Despite its long history, this classical reaction had received relatively little attention in comparison with other methods for indole synthesis, owing to the reactions harsh conditions, poor yields and unpredictable regioselectivity. Recently, milder methods have been developed, including the use of lithium bromide as a catalyst and an improved procedure involving the use of microwave irradiation.

== History ==
What is now known as the Bischler-Möhlau indole synthesis was discovered and formulated through the separate, but complimentary, findings of German Scientist Richard Möhlau in 1882 and Russia-born German chemist August Bischler (with partner H. Brion) in 1892. These two researchers did not collaborate with each other, but instead independently developed very similar procedures starting from an aromatic ketone structure with an excess of some aniline and ultimately producing a product. The images below depict the original indole synthesis equations written by Möhlau and Bischler, respectively:

This equation depicts Richard Möhlau's original chemical description of this indole synthesis, as it appeared in "Ueber die Einwirkung primärer aromatischer Aminbasen auf Acetophenonbromid"

Indole Synthesis
| Bischler | C_{6}H_{5}COCH_{2}Br + NH_{3} = C_{8}H_{7}N +HBr + H_{2}O |
| Möhlau | C_{6}H_{5}COCH_{2}Cl + NH3 = C_{6}H_{5}CNCH_{2} + HCl + H2O |
(equation notation written as seen in the original articles)
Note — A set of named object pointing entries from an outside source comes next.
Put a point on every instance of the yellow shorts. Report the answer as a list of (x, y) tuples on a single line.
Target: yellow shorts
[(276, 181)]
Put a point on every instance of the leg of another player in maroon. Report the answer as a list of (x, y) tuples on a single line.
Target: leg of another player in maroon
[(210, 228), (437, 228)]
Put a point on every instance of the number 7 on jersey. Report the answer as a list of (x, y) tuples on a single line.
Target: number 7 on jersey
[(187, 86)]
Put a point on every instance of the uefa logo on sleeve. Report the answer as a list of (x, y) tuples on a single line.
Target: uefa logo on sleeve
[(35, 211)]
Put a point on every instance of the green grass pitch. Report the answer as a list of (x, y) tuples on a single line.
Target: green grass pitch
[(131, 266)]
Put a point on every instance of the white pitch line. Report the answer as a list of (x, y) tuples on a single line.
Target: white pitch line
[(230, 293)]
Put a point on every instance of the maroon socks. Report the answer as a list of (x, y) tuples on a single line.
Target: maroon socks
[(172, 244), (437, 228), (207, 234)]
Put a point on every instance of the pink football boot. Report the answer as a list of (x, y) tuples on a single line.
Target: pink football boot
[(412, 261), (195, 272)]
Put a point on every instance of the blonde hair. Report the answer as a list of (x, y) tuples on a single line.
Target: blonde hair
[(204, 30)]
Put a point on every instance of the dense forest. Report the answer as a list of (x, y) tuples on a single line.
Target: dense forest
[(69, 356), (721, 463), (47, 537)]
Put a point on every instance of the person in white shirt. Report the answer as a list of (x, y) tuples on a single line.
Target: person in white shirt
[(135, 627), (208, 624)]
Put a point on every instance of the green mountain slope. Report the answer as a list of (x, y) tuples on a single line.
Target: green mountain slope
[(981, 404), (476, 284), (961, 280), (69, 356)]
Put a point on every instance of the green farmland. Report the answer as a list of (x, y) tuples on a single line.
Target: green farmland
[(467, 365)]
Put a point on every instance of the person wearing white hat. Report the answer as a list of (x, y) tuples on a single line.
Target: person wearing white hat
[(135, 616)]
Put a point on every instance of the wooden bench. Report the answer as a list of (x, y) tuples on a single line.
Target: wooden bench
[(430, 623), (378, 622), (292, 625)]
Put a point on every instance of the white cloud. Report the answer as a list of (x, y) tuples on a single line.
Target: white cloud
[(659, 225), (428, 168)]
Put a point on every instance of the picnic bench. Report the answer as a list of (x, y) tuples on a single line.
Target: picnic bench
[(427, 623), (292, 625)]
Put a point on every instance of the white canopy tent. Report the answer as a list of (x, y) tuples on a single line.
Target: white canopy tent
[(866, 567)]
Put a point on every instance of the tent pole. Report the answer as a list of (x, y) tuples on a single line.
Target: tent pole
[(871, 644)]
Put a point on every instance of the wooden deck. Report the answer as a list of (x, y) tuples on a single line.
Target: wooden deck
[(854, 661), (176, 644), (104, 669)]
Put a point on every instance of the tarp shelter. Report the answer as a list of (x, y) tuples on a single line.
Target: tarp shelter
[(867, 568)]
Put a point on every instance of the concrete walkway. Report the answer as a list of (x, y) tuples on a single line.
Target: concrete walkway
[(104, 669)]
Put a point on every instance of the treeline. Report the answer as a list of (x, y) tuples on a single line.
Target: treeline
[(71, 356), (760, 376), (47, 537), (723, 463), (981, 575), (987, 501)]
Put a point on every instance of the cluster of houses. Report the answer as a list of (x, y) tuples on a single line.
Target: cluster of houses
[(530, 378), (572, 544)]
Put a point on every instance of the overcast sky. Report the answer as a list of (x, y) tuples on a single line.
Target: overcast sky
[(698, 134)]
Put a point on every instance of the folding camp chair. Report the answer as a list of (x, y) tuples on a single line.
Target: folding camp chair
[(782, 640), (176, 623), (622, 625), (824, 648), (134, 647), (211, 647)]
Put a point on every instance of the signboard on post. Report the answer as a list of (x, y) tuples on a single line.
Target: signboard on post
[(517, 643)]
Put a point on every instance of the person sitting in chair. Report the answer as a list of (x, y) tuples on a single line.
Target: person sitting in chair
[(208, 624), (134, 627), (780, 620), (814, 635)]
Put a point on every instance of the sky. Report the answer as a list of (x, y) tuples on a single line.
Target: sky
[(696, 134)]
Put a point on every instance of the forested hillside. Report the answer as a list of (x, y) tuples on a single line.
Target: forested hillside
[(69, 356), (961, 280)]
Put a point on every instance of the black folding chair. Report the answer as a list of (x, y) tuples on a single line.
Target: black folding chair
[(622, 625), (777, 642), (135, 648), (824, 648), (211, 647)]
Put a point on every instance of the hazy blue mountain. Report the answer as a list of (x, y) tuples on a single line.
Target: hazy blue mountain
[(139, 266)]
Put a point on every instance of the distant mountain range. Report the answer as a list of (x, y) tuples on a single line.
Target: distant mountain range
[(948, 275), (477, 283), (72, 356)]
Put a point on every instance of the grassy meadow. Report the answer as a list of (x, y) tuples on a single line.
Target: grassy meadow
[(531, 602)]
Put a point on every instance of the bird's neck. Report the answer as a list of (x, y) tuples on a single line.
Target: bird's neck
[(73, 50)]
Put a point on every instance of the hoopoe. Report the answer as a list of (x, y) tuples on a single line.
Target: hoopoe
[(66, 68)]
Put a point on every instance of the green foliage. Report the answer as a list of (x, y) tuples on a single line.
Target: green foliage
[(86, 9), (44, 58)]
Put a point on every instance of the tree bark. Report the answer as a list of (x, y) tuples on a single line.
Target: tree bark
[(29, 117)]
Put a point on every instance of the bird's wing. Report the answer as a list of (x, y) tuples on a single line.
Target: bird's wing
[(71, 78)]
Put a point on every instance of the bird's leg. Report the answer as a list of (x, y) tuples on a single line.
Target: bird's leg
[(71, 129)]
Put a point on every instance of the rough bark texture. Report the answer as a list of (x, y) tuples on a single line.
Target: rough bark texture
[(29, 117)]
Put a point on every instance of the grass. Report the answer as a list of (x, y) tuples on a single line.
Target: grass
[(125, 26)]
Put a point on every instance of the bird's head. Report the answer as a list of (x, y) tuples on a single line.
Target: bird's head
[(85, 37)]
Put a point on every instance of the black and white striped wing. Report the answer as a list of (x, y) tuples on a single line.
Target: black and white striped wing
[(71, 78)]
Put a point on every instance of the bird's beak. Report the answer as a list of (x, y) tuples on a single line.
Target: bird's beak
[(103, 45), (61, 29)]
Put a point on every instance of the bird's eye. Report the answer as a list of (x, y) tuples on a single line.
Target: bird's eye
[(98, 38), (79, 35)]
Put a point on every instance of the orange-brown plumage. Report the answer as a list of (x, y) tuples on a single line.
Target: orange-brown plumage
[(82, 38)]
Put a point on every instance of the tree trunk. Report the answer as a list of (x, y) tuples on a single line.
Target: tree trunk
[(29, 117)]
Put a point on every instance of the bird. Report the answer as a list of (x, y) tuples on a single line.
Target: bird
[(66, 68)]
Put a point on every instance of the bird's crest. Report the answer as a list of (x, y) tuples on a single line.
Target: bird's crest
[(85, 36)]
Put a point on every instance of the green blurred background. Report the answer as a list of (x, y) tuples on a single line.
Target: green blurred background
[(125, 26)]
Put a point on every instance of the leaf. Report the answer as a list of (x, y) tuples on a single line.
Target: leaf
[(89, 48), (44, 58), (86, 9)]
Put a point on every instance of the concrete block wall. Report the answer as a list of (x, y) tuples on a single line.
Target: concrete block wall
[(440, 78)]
Being that both scientists had published their works for indole synthesis within the same decade, the general indole synthesis process was given the name Bischler-Möhlau indole synthesis.

This original procedure for the indole synthesis is known to have inconsistent results and yields, but has been modified into new indole synthesis procedures:

- Buu-Hoï Modified Indole Synthesis
- Blackhall and Thomson Modified Indole Synthesis
- Japp and Murray Modified Indole Synthesis

== Reaction mechanism ==
The first two step involve the reaction of the α-bromo-acetophenone with molecules of aniline to form intermediate 4. The charged aniline forms a decent enough leaving group for an electrophilic cyclization to form intermediate 5, which quickly aromatizes and tautomerizes to give the desired indole 7.